2Feliz o homem a quem o Senhor não acusa de iniquidade e em cujo espírito não há engano.
3Enquanto me calei, os meus ossos definhavam no meu gemido de todos os dias,
4pois a tua mão pesava sobre mim dia e noite; o meu vigor consumia-se com o calor do Verão.
5Confessei-te o meu pecado e não escondi a minha culpa; disse: «Confessarei ao Senhor a minha falta;» e Tu me perdoaste a culpa do pecado.
6Por isso, todo o fiel te invoca no tempo da angústia. E, mesmo que transbordem águas caudalosas, jamais o hão-de atingir.
7Tu és o meu refúgio: livras-me da angústia e me envolves em cânticos de libertação.
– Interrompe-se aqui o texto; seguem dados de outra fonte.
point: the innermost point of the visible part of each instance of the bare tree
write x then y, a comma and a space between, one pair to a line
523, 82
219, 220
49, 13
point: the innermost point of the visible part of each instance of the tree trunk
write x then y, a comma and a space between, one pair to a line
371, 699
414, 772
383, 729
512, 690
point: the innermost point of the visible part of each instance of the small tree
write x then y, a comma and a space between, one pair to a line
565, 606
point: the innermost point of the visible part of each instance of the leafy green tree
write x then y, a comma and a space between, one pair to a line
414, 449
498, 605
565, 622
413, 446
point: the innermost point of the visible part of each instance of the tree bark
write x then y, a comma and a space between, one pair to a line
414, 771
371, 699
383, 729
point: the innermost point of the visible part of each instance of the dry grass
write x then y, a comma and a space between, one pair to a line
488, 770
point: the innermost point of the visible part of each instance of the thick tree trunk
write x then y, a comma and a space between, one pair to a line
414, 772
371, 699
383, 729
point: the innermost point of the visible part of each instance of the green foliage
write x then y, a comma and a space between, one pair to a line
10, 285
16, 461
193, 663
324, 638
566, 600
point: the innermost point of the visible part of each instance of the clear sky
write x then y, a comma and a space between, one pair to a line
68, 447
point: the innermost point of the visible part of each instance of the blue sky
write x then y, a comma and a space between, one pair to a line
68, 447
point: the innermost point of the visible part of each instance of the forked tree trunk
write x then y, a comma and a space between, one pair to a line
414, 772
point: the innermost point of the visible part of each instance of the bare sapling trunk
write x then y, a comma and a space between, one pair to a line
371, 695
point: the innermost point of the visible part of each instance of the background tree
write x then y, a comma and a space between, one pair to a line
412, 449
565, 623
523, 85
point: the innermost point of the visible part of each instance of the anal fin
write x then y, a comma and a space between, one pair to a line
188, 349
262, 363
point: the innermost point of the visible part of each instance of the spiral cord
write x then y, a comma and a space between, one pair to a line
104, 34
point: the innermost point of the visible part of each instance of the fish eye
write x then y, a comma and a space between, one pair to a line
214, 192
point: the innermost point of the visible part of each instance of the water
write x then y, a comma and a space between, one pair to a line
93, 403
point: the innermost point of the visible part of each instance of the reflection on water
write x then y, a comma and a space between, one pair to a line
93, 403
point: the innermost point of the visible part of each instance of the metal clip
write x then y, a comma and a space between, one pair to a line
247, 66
8«Vou ensinar-te e mostrar-te o caminho que deves seguir; de olhos postos em ti, serei o teu conselheiro.
9Não sejas irracional como um cavalo ou um jumento, cujo ímpeto só é dominado com freio e cabresto, para os aproximares de ti.»
10Muitos são os sofrimentos do ímpio; mas, a quem confia no Senhor, o seu amor o envolve.
11Alegrai-vos, justos, e regozijai-vos no Senhor; exultai todos vós, que sois rectos de coração!